The Post indicated the staffers want to also focus the report on security and intelligence failures leading up to the Capitol attack.
“I would like to see a report be as broad and inclusive as possible,” Schiff said. “We are discussing as a committee among the members, what belongs in the body of the report, what belongs in the appendices of the report, what is beyond the scope of our investigation. And we’ll reach those decisions in a collaborative manner.”

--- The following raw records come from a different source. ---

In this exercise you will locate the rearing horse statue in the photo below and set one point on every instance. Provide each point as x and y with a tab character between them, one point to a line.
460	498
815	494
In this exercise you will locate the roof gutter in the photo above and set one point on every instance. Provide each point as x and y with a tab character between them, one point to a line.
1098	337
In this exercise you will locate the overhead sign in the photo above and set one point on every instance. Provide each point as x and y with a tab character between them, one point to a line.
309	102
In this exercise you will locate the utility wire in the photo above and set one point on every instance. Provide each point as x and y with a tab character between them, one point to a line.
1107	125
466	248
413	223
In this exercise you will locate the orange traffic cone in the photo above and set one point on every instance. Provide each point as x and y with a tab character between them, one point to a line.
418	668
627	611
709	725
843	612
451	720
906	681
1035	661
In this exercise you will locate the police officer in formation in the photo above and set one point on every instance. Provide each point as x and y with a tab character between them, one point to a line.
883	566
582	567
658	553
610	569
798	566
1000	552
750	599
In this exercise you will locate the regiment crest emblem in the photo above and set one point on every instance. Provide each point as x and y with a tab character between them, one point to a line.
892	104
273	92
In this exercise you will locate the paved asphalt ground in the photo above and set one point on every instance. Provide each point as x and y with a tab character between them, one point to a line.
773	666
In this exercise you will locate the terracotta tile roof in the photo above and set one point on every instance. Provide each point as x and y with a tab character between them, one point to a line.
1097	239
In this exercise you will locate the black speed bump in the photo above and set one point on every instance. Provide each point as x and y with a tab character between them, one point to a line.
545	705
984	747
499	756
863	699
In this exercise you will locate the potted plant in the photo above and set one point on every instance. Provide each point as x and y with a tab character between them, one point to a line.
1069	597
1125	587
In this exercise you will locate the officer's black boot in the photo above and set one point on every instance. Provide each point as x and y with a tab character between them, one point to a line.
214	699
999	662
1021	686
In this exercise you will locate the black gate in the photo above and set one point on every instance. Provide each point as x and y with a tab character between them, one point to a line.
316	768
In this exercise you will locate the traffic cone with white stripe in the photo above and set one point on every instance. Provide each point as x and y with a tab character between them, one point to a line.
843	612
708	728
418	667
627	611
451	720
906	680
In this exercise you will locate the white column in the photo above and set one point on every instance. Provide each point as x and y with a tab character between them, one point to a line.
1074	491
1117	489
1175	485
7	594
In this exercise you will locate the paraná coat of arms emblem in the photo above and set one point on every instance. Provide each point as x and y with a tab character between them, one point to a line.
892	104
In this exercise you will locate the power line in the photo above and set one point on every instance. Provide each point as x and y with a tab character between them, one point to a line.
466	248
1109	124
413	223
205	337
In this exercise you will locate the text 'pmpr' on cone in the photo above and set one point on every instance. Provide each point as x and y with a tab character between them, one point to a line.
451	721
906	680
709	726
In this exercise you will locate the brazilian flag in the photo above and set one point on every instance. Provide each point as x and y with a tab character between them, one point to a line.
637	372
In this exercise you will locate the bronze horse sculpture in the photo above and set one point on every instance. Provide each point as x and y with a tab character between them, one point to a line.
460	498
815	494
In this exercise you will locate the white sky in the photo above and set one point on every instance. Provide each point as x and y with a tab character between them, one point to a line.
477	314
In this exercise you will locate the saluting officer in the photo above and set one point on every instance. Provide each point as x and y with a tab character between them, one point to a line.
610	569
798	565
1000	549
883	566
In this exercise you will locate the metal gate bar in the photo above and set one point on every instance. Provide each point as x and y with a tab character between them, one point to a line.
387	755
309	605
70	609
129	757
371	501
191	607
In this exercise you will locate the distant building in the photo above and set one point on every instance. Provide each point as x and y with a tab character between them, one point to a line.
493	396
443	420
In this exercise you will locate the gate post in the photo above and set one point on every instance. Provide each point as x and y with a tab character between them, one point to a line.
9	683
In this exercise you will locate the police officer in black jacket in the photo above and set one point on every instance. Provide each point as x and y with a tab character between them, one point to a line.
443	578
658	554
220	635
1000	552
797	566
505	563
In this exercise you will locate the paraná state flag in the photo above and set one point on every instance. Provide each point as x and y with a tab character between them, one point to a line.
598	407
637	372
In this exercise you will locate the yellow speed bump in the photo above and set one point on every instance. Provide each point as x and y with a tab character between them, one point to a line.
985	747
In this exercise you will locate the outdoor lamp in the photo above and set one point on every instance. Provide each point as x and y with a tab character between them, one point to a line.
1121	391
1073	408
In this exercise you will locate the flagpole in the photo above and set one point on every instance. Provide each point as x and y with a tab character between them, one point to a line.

Schiff then discussed the committee's plans to deal with the likes of incoming House Judiciary Chair Jim Jordan who is likely to try to cherry-pick some of their findings to try to generate some new fake scandal by the right. Whether it will be successful or not remains to be seen:
SCHIFF: We're also going to be releasing the evidence, which may be the most important thing, the voluminous transcripts, the documents and e- mails. We want to make sure that that's put before the American people. We certainly don't want the Jim Jordans of the world to cherry-pick anything not disclosed and make a false or misleading narrative out of it.
So, the country is going to have the evidence. They're going to have our report. And I'm enormously proud of what we have done and know I will be proud of the final result.
BASH: Well, I was going to ask you about that.
Jim Jordan has already said that he is going to -- he will be the chairman of the Judiciary Committee. He is -- likely. He is going to go through the evidence you left out. You're saying that there won't be evidence that will not be made public.
SCHIFF: The evidence will all be made public.
Now, we will have to make sure that we scrub that evidence for personally identifiable information, that the evidence that we provide protects people's security, it doesn't put them at risk. So there are things that we're going to have to do along those lines.
But, yes, we want to put the evidence before the American people, which supports the hearings that we have done, as well as the report that we will put out, and will be a comprehensive picture.